> A messy codebase is still cheaper to send ten agents through than to staff a team around
People who say that haven't used today's agents enough or haven't looked closely at what they produce. The code they write isn't messy at all. It's more like asking the agent to build a building from floorplans and spec, and it produces everything in the right measurements and right colours and passes all tests. Except then you find out that the walls and beams are made of foam and the art is load-bearing. The entire construction is just wrong, hidden behind a nice exterior. And when you need to add a couple more floors, the agents can't "get through it" and neither can people. The codebase is bricked.

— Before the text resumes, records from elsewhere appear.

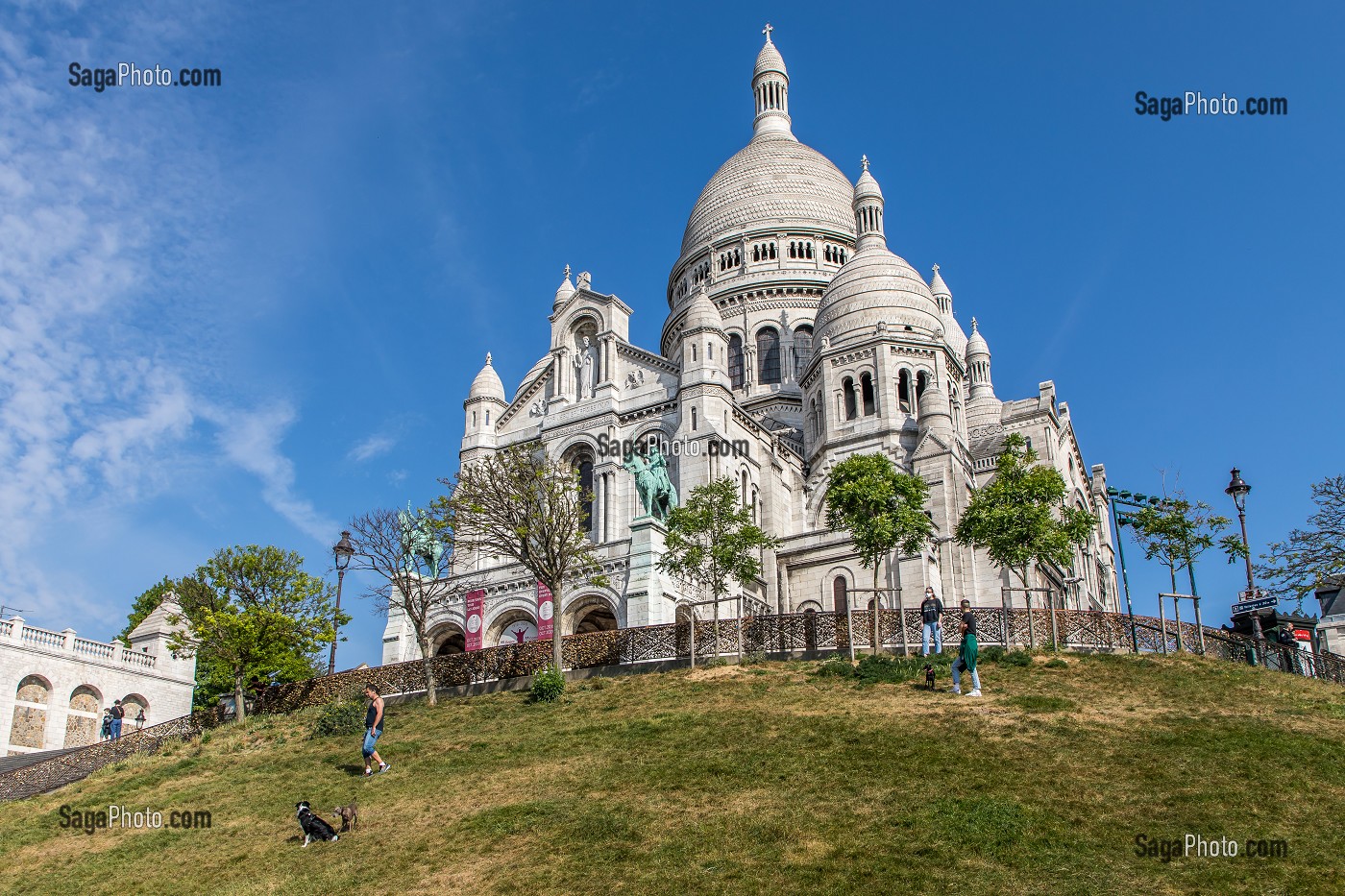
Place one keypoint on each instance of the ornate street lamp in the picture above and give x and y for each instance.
(1237, 490)
(342, 550)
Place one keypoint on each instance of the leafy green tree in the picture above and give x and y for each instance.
(1308, 557)
(712, 543)
(144, 604)
(1176, 532)
(1021, 517)
(253, 611)
(881, 507)
(524, 505)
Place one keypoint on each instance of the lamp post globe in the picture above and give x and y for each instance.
(342, 553)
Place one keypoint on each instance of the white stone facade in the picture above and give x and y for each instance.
(56, 685)
(795, 334)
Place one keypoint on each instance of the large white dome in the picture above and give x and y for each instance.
(773, 182)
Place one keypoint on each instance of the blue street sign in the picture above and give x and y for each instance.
(1248, 606)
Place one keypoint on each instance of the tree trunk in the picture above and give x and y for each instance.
(876, 601)
(557, 646)
(239, 695)
(429, 673)
(716, 624)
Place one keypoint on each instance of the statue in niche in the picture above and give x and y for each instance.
(585, 369)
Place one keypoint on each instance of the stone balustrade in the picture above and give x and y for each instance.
(66, 642)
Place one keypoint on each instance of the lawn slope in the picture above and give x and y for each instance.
(755, 779)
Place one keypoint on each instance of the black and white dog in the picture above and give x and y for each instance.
(313, 826)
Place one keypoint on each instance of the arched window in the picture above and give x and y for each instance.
(736, 361)
(840, 594)
(802, 349)
(585, 470)
(769, 355)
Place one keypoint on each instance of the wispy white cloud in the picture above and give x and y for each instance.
(372, 447)
(252, 442)
(108, 382)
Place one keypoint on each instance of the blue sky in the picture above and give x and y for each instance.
(244, 314)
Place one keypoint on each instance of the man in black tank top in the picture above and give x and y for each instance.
(373, 728)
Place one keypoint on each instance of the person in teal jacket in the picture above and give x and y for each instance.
(967, 654)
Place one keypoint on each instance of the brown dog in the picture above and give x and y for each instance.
(349, 815)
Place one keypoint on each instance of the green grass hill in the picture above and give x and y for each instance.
(766, 778)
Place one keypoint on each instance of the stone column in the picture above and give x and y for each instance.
(646, 593)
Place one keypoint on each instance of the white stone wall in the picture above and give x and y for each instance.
(64, 664)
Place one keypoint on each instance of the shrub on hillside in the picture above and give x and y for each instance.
(339, 717)
(548, 685)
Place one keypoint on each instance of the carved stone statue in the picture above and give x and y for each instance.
(585, 370)
(656, 494)
(419, 543)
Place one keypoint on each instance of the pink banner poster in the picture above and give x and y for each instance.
(475, 618)
(545, 613)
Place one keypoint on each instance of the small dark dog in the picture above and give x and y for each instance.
(349, 815)
(313, 826)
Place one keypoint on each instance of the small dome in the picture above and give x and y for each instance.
(769, 60)
(977, 343)
(565, 289)
(487, 383)
(937, 285)
(702, 312)
(867, 187)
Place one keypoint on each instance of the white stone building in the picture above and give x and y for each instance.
(793, 331)
(54, 685)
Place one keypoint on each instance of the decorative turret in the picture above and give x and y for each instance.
(484, 403)
(934, 410)
(952, 331)
(770, 87)
(564, 291)
(705, 348)
(868, 210)
(941, 292)
(978, 365)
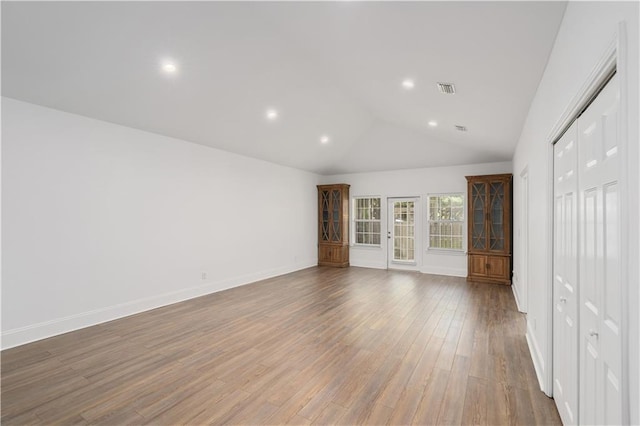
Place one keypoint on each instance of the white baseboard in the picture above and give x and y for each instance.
(372, 265)
(444, 270)
(536, 356)
(20, 336)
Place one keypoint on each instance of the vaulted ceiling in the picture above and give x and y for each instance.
(328, 68)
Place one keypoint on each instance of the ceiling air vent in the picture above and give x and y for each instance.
(447, 88)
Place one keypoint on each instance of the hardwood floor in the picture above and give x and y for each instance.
(319, 346)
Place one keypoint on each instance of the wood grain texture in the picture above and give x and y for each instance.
(318, 346)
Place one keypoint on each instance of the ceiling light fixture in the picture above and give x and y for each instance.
(169, 67)
(271, 114)
(408, 84)
(446, 88)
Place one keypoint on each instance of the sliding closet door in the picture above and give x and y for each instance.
(565, 276)
(600, 287)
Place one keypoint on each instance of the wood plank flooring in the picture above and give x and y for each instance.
(318, 346)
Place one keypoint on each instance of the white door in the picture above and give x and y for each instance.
(565, 276)
(403, 246)
(600, 292)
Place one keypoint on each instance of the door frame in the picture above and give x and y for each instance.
(522, 299)
(613, 60)
(417, 229)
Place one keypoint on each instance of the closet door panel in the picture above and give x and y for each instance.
(601, 378)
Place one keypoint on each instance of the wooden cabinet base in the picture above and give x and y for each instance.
(489, 269)
(333, 255)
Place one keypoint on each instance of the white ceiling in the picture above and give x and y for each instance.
(328, 67)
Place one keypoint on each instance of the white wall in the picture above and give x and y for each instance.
(101, 221)
(414, 182)
(586, 31)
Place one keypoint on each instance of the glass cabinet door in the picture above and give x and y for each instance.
(496, 228)
(336, 234)
(478, 203)
(324, 225)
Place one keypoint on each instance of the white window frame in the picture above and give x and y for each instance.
(354, 215)
(462, 222)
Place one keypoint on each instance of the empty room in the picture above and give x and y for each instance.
(331, 213)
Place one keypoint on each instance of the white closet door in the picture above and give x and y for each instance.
(565, 277)
(599, 227)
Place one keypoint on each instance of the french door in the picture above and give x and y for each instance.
(403, 246)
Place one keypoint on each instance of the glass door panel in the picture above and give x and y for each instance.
(336, 234)
(478, 200)
(403, 239)
(496, 229)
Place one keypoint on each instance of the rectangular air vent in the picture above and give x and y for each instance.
(447, 88)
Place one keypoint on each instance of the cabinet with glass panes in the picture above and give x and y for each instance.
(489, 228)
(333, 225)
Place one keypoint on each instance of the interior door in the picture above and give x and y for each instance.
(600, 287)
(565, 276)
(403, 246)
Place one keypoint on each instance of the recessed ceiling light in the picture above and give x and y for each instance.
(271, 114)
(408, 84)
(169, 67)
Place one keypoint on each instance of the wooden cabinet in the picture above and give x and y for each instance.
(489, 228)
(333, 225)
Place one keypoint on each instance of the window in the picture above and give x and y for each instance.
(446, 221)
(367, 221)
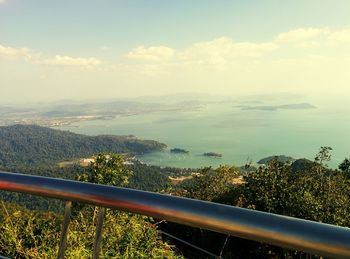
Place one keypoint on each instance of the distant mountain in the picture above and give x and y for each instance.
(293, 106)
(302, 164)
(279, 158)
(33, 145)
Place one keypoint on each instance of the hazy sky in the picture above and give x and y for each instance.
(83, 49)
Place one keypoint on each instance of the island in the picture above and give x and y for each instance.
(278, 158)
(179, 151)
(212, 154)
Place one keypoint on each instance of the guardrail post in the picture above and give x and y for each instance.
(64, 231)
(98, 236)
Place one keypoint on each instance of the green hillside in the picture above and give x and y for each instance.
(33, 145)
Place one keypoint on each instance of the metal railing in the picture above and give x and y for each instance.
(308, 236)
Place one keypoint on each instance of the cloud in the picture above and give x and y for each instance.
(70, 61)
(301, 34)
(342, 36)
(224, 49)
(214, 52)
(157, 53)
(13, 53)
(39, 58)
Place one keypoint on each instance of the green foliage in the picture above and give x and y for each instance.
(33, 234)
(108, 169)
(208, 184)
(323, 156)
(35, 145)
(345, 167)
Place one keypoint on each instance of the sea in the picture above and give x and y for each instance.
(240, 135)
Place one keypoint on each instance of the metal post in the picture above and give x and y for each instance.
(64, 232)
(98, 236)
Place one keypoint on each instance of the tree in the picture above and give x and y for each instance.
(345, 166)
(108, 169)
(323, 156)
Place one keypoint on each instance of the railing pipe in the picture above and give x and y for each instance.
(318, 238)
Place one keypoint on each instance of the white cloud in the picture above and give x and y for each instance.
(342, 36)
(301, 34)
(214, 52)
(223, 49)
(39, 58)
(157, 53)
(70, 61)
(13, 53)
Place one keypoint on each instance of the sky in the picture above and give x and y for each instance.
(88, 49)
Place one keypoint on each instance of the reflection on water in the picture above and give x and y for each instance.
(236, 134)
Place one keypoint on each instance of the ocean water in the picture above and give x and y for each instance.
(239, 135)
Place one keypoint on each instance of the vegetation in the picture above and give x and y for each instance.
(315, 193)
(34, 145)
(33, 234)
(301, 188)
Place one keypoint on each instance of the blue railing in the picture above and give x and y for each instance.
(308, 236)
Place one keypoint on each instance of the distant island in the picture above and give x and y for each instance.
(179, 151)
(279, 158)
(293, 106)
(36, 145)
(212, 154)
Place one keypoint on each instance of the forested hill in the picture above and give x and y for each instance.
(34, 145)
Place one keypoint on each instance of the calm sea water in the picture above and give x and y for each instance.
(238, 135)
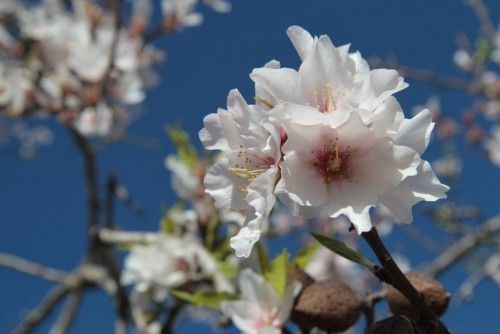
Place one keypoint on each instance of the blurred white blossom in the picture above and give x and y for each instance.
(260, 309)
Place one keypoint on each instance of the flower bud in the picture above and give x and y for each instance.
(395, 324)
(435, 295)
(330, 305)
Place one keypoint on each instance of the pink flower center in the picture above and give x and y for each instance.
(333, 162)
(268, 319)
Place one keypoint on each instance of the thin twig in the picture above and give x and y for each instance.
(400, 281)
(68, 315)
(32, 268)
(484, 18)
(35, 316)
(369, 307)
(461, 247)
(168, 326)
(90, 173)
(439, 80)
(115, 237)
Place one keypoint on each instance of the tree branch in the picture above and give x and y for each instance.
(484, 18)
(439, 80)
(67, 316)
(114, 237)
(32, 268)
(34, 317)
(461, 247)
(400, 281)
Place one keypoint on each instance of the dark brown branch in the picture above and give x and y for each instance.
(68, 315)
(470, 87)
(97, 251)
(31, 268)
(110, 199)
(168, 326)
(369, 307)
(461, 247)
(91, 186)
(484, 18)
(400, 281)
(34, 317)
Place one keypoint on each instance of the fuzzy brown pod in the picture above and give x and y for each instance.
(395, 324)
(329, 305)
(435, 294)
(301, 276)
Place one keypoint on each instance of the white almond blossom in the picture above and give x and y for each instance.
(169, 262)
(329, 79)
(493, 146)
(244, 177)
(260, 310)
(328, 140)
(182, 11)
(95, 121)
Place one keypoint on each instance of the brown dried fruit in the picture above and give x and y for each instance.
(300, 276)
(395, 324)
(435, 295)
(329, 305)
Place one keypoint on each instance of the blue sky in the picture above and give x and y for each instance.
(43, 212)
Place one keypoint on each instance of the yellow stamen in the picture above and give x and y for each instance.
(265, 102)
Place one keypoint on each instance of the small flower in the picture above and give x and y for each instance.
(260, 309)
(493, 146)
(182, 12)
(95, 121)
(328, 80)
(244, 177)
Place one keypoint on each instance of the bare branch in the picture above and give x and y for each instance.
(34, 317)
(484, 18)
(124, 237)
(369, 307)
(32, 268)
(68, 314)
(400, 282)
(439, 80)
(461, 247)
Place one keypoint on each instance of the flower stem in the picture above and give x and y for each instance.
(398, 279)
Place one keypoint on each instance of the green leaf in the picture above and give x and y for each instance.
(277, 274)
(306, 254)
(167, 224)
(339, 248)
(212, 225)
(210, 299)
(263, 257)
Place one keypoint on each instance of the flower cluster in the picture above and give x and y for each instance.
(327, 139)
(84, 63)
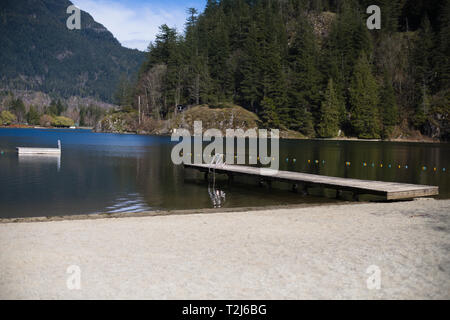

Today's agents are simply not capable enough - without very close and labour-intensive human supervision - to produce code that can last through evolution over any substantial period of time.
Debugging would suffer as well, I assume. There's this old adage that if you write the cleverest code you can, you won't be clever enough to debug it.
There's nothing really stopping agents from writing the cleverest code they can. So my question is, when production goes down, who's debugging it? You don't have 10 days.
> the art is load-bearing
This is beautiful
The problem is, the MBAs running the ship are convinced AI will solve all that with more datacenters. The fact that they talk about gigawatts of compute tells you how delusional they are. Further, the collateral damage this delusion will occur as these models sigmoid their way into agents, and harnesses and expert models and fine tuned derivatives, and cascading manifold intelligent word salad excercises shouldn't be under concerned.
Something is missing in the common test suite if this can occur, right?
A lot of that can be overcome by including the need to be able to put more floors on top as part of the spec. Whether it be humans or agents, people rarely specify that one explicitly but treat it as an assumed bit of knowledge.
It goes the other way quite often with people. How often do you see K8s for small projects?
This just sounds like incomplete specs to me. And poor testing.
They can work really well if you put sufficient upfront engineering into your architecture and it's guardrails, such that agents (nor humans) basically can't produce incorrect code in the codebase. If you just let them rip without that, then they require very heavy baby-sitting. With that, they're a serious force-multiplier.